The aim of this meta-analyzis was to study the relation between bivalirudin and access site in patients undergoing acute coronary syndrome (ACS).
Both bivalirudin and the transradial access site are strategies aiming at reducing bleeding complication in patients with ACS undergoing invasive approaches.
The interaction of both strategies and the potential benefits of their combined use have not been studies yet.
This analyzis included randomized and controlled studies comparing bivalirudin with heparin with or without IIb/IIIa glycoprotein inhibitors in patients undergoing ACS, with results stratified by access site.
In all, 8 studies with 27,491 patients were analyzed. Bivalirudin reduces major bleeding in patients treated via femoral access site (OR: 0.51; IC 95%: 0.46 to 0.6; p < 0.001) but not via transradial access site (OR: 0.75; IC 95%: 0.45 a 1.26; p=0.28).
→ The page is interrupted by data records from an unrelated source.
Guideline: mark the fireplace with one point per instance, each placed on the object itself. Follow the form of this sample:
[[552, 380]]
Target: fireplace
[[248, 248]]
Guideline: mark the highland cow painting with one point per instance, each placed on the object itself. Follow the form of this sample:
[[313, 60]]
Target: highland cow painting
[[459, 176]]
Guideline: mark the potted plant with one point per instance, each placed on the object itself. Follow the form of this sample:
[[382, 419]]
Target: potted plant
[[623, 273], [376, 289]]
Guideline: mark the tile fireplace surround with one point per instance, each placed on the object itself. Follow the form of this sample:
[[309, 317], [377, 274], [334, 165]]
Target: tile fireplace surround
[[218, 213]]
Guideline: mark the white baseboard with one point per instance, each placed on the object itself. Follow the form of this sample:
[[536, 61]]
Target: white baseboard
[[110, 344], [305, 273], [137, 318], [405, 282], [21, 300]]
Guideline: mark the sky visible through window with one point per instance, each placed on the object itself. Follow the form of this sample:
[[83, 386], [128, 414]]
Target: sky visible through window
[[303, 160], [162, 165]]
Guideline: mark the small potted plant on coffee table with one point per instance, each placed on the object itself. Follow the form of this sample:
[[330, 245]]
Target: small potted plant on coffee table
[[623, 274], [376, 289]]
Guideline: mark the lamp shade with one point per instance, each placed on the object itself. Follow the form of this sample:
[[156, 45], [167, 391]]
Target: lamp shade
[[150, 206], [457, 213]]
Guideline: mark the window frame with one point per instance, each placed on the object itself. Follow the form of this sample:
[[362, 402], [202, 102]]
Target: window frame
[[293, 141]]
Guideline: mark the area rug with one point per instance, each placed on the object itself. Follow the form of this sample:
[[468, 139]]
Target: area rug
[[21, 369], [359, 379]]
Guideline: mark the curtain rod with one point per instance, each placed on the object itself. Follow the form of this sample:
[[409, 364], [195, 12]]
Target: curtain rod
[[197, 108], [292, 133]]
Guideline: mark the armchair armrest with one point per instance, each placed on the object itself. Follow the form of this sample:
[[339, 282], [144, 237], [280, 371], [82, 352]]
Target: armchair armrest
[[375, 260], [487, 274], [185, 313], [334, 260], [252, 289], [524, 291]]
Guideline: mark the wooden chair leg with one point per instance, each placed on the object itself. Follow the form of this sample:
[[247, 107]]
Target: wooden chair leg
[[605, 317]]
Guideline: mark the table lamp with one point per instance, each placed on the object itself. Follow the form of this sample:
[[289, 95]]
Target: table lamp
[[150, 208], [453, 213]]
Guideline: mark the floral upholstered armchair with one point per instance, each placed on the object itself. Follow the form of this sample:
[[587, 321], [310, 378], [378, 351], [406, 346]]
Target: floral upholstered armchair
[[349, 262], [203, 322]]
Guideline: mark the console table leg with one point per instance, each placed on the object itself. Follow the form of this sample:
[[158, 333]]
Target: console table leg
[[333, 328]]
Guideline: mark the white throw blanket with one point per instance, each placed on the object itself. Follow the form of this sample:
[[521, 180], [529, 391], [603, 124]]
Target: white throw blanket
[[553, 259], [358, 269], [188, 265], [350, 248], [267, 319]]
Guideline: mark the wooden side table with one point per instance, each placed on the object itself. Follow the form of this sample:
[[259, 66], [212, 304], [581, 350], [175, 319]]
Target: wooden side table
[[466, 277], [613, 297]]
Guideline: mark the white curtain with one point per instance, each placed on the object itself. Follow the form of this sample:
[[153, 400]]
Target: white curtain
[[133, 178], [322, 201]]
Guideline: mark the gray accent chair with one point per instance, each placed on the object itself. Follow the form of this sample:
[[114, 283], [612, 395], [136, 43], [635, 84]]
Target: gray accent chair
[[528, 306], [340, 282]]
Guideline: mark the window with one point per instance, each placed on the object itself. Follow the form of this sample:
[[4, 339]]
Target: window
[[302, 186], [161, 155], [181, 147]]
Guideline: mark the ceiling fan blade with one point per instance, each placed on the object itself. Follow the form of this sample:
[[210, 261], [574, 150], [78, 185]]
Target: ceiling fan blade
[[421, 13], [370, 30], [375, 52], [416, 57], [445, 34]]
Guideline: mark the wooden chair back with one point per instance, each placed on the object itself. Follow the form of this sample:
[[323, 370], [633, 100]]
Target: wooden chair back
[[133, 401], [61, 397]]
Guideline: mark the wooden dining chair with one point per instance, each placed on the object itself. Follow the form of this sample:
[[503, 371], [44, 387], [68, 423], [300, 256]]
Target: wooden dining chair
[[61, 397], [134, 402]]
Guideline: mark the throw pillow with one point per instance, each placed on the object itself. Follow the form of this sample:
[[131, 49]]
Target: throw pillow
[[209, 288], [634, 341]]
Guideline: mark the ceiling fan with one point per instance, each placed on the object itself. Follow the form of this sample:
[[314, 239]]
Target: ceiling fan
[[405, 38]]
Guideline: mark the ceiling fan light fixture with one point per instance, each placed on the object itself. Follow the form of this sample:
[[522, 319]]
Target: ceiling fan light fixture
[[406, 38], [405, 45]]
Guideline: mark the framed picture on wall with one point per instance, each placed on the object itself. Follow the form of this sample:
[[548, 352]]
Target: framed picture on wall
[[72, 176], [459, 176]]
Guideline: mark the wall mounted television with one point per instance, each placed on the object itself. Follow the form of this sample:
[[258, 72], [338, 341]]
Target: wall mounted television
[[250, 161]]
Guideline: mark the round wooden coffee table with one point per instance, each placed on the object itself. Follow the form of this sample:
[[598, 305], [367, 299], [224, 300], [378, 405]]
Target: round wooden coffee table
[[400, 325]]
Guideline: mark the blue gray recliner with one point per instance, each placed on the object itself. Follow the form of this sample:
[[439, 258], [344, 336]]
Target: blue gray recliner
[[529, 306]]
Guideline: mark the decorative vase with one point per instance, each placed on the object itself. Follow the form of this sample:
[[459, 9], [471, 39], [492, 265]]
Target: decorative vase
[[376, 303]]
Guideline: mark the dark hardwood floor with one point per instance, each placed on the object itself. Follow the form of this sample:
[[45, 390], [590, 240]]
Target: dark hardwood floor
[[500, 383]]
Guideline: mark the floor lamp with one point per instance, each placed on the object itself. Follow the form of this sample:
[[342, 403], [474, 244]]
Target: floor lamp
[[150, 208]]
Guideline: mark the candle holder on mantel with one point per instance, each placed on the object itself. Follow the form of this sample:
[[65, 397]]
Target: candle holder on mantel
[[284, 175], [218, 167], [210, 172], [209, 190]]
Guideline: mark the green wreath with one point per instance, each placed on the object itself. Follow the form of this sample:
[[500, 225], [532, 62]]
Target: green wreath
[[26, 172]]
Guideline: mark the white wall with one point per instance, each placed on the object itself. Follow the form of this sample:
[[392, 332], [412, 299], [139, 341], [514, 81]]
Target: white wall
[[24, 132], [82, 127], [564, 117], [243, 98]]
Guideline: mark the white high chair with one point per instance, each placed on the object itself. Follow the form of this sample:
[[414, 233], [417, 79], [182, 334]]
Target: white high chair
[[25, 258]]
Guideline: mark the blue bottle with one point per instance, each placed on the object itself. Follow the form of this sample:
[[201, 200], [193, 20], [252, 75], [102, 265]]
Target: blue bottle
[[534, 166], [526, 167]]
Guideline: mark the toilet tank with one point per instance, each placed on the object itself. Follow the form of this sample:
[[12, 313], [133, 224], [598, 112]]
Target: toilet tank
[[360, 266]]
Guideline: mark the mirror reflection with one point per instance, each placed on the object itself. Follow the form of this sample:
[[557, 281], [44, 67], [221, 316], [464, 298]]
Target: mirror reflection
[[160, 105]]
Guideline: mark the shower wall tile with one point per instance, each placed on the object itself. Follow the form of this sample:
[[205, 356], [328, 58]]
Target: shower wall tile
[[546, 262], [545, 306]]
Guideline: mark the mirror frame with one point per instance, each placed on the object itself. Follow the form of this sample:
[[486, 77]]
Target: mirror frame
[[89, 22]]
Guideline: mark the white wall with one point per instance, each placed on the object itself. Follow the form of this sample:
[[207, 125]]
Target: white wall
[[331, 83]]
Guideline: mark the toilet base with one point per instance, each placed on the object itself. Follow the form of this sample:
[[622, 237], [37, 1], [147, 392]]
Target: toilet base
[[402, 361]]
On the other hand, the transradial approach reduces major bleeding in patients receiving heparin as anticoagulant (OR: 0.57; CI 95% 0.43 to 0.77; p < 0.001) but not in those treated with bivalirudin (OR: 0.96; CI 95% 0.65 to 1.41; p=0.83). There were no differences in major adverse cardiovascular events or in all-cause mortality between bivalirudin and heparin, regardless of access site.
Conclusion
Bivalirudin reduces bleeding risk only in patients treated via femoral access site and the transradial approach reduces bleeding in patients receiving heparin. There are no additional benefits in the combination of both strategies in patients undergoing ACS.
Original Title: Combined Use of Bivalirudin and Radial Access in Acute Coronary Syndromes Is Not Superior to the Use of Either One Separately Meta-Analysis of Randomized Controlled Trials.
Reference: George S. Mina et al. J Am Coll Cardiol Intv. 2016;9(15):1523-1531.